Singapore's property investors got a yellow card from the city-state's central bank in its annual financial stability review.
"Before investing in property, investors should be aware that rising vacancy rates, declining rentals and impending interest rate increases mean that they may not always be able to rely on rental income to service their investment property loans," said the review, published by the Monetary Authority of Singapore (MAS) on Tuesday.
There's been some signs of a sales pickup in Singapore's property market, with the number of new homes sold rising to 1,252 in October, from 509 in September, the highest number of sales since July 2015.

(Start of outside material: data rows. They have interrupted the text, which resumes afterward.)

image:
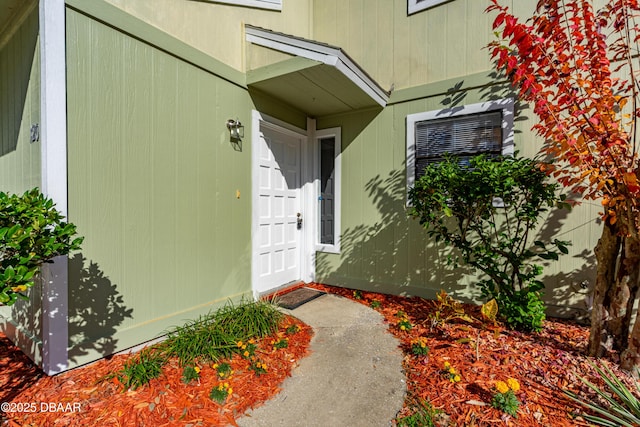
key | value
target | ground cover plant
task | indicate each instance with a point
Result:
(480, 373)
(194, 378)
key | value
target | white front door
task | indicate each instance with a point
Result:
(277, 243)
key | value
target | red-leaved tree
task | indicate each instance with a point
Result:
(577, 66)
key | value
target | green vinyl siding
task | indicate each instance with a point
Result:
(384, 250)
(20, 106)
(153, 184)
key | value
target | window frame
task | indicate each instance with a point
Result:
(334, 133)
(259, 4)
(505, 104)
(415, 6)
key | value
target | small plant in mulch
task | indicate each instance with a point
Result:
(505, 398)
(419, 346)
(259, 367)
(403, 321)
(424, 415)
(141, 369)
(248, 349)
(450, 373)
(190, 373)
(281, 343)
(221, 392)
(292, 329)
(223, 370)
(447, 310)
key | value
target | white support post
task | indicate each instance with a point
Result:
(53, 122)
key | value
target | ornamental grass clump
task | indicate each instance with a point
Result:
(623, 411)
(505, 396)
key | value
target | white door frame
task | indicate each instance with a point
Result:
(307, 191)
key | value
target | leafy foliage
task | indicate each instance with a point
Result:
(622, 412)
(488, 212)
(138, 371)
(577, 66)
(32, 232)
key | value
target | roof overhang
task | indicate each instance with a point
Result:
(319, 79)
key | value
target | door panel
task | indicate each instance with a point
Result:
(279, 202)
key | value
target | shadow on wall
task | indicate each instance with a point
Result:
(392, 255)
(96, 309)
(395, 254)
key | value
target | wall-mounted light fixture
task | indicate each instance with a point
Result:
(236, 130)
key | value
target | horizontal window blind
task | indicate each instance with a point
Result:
(462, 136)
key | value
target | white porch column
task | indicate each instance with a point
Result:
(53, 120)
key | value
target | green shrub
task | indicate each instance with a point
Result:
(488, 212)
(522, 310)
(32, 232)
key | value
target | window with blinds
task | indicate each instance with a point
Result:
(463, 136)
(464, 131)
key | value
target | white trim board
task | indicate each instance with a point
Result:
(53, 120)
(259, 4)
(326, 54)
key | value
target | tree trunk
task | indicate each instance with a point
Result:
(606, 251)
(630, 356)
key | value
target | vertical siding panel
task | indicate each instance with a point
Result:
(138, 240)
(456, 38)
(166, 259)
(185, 150)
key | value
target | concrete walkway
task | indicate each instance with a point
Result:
(353, 376)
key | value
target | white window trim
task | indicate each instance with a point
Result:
(322, 134)
(414, 6)
(506, 105)
(260, 4)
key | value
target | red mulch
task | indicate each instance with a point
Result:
(543, 363)
(82, 397)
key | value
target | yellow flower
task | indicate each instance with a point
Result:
(502, 387)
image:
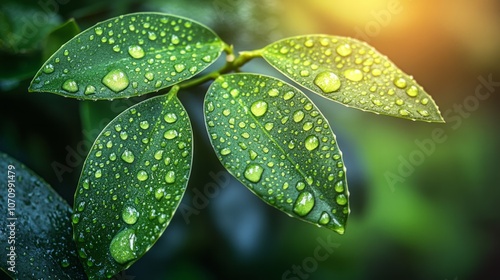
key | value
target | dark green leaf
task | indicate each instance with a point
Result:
(352, 73)
(128, 56)
(36, 233)
(131, 184)
(274, 140)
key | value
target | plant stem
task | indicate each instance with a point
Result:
(232, 64)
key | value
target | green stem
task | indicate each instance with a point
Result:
(232, 64)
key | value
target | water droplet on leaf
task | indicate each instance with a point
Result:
(311, 142)
(70, 86)
(304, 204)
(354, 75)
(327, 81)
(253, 173)
(259, 108)
(130, 215)
(122, 247)
(142, 175)
(116, 80)
(344, 50)
(136, 51)
(128, 156)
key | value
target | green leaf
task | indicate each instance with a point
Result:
(36, 233)
(273, 139)
(353, 73)
(131, 184)
(128, 56)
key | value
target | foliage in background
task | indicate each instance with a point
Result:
(404, 238)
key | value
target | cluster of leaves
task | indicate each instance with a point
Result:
(266, 132)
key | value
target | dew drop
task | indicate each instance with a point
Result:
(170, 134)
(354, 75)
(298, 116)
(158, 155)
(128, 156)
(179, 67)
(284, 50)
(253, 173)
(207, 58)
(424, 113)
(341, 199)
(149, 75)
(123, 135)
(130, 215)
(142, 175)
(304, 73)
(98, 31)
(273, 92)
(152, 36)
(344, 50)
(48, 68)
(89, 90)
(159, 193)
(259, 108)
(304, 204)
(136, 51)
(339, 186)
(170, 117)
(324, 218)
(300, 186)
(144, 124)
(288, 95)
(307, 126)
(122, 247)
(174, 39)
(170, 177)
(404, 112)
(327, 81)
(70, 86)
(311, 142)
(400, 83)
(116, 80)
(412, 91)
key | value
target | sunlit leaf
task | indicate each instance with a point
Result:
(128, 56)
(131, 184)
(352, 73)
(273, 139)
(36, 233)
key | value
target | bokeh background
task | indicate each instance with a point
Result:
(438, 221)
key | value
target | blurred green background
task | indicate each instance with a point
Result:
(416, 213)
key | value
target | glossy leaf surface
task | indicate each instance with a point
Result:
(36, 234)
(131, 184)
(353, 73)
(128, 56)
(274, 140)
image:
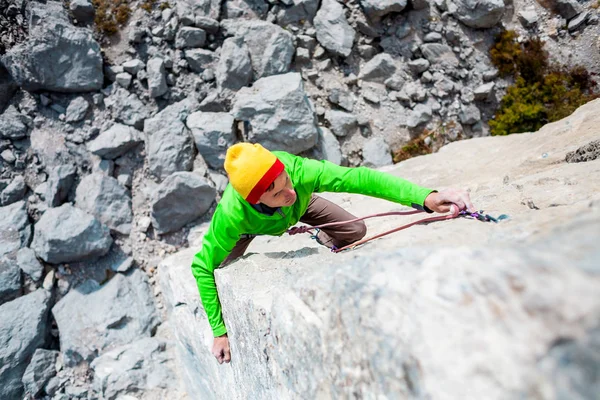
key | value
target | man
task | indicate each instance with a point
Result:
(269, 192)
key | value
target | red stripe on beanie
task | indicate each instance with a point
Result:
(263, 184)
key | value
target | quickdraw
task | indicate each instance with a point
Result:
(478, 215)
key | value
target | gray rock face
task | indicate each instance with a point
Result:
(127, 108)
(171, 205)
(341, 123)
(139, 369)
(15, 231)
(566, 8)
(375, 9)
(115, 141)
(29, 264)
(333, 30)
(379, 69)
(246, 9)
(40, 370)
(329, 146)
(13, 124)
(14, 192)
(157, 78)
(469, 114)
(188, 37)
(8, 87)
(199, 59)
(169, 144)
(271, 48)
(234, 70)
(57, 57)
(10, 278)
(77, 109)
(418, 66)
(82, 10)
(213, 134)
(24, 328)
(60, 181)
(342, 98)
(279, 112)
(478, 13)
(297, 10)
(103, 197)
(421, 114)
(437, 53)
(66, 234)
(93, 319)
(376, 153)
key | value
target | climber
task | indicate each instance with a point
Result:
(268, 192)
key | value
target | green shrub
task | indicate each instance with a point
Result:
(110, 14)
(541, 93)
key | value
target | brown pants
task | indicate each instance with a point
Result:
(319, 211)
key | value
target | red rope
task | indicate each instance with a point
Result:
(303, 229)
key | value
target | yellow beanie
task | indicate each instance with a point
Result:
(251, 169)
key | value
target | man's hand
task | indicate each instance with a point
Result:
(221, 349)
(449, 200)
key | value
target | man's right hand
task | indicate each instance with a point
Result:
(221, 349)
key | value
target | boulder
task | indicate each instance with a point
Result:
(8, 87)
(297, 10)
(24, 328)
(83, 10)
(127, 108)
(234, 70)
(213, 134)
(200, 59)
(169, 144)
(14, 192)
(334, 32)
(13, 124)
(421, 114)
(375, 9)
(93, 319)
(57, 57)
(437, 53)
(378, 69)
(29, 264)
(341, 123)
(115, 141)
(10, 278)
(140, 369)
(40, 370)
(60, 181)
(419, 300)
(15, 228)
(479, 14)
(67, 234)
(329, 146)
(157, 78)
(103, 197)
(279, 112)
(77, 109)
(376, 153)
(271, 48)
(171, 205)
(188, 37)
(245, 9)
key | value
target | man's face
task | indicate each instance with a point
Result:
(281, 193)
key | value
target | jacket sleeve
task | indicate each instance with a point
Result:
(329, 177)
(217, 243)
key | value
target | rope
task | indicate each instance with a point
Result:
(475, 215)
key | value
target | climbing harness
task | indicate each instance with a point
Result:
(478, 215)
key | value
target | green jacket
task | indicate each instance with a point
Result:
(234, 216)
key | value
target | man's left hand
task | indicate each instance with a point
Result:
(449, 200)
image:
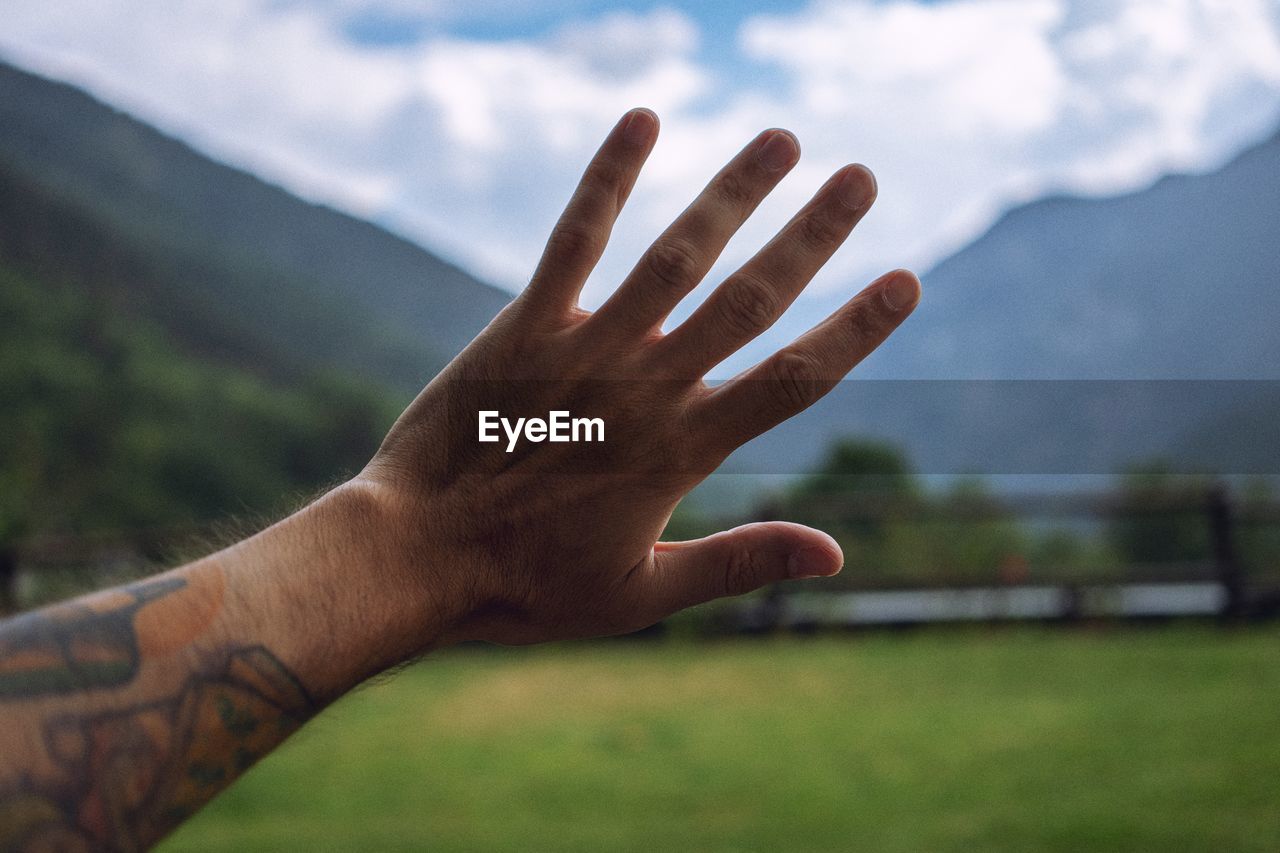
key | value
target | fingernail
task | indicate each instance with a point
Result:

But prices haven't followed suit, with private residential property prices dropping 1.5 percent on-quarter in the third quarter, according to government data, marking 12 straight quarters of declines and the largest on-quarter drop since 2009 during the global financial crisis.
Vacancy rates have also remained high amid increases in housing supply, running at 8.7 percent in the third quarter, down slightly from 8.9 percent in the second quarter, but still hovering around levels last seen in 2000, amid the aftermath of the Asian Financial Crisis.
"MAS remains vigilant to the risk that demand-supply dynamics could weigh on the property market outlook amid rising vacancy rates and softer economic and labour market conditions," it said.
But it also pointed to upside risks for the market.
"Transaction activity has held firm, perhaps buoyed by the low interest rate environment and better matching of price expectations between buyers and sellers. Resale activity has increased and take-up at some newly-launched projects has been strong," the MAS said.
"The upside risk that current low global interest rates could spur further demand in the market cannot be discounted."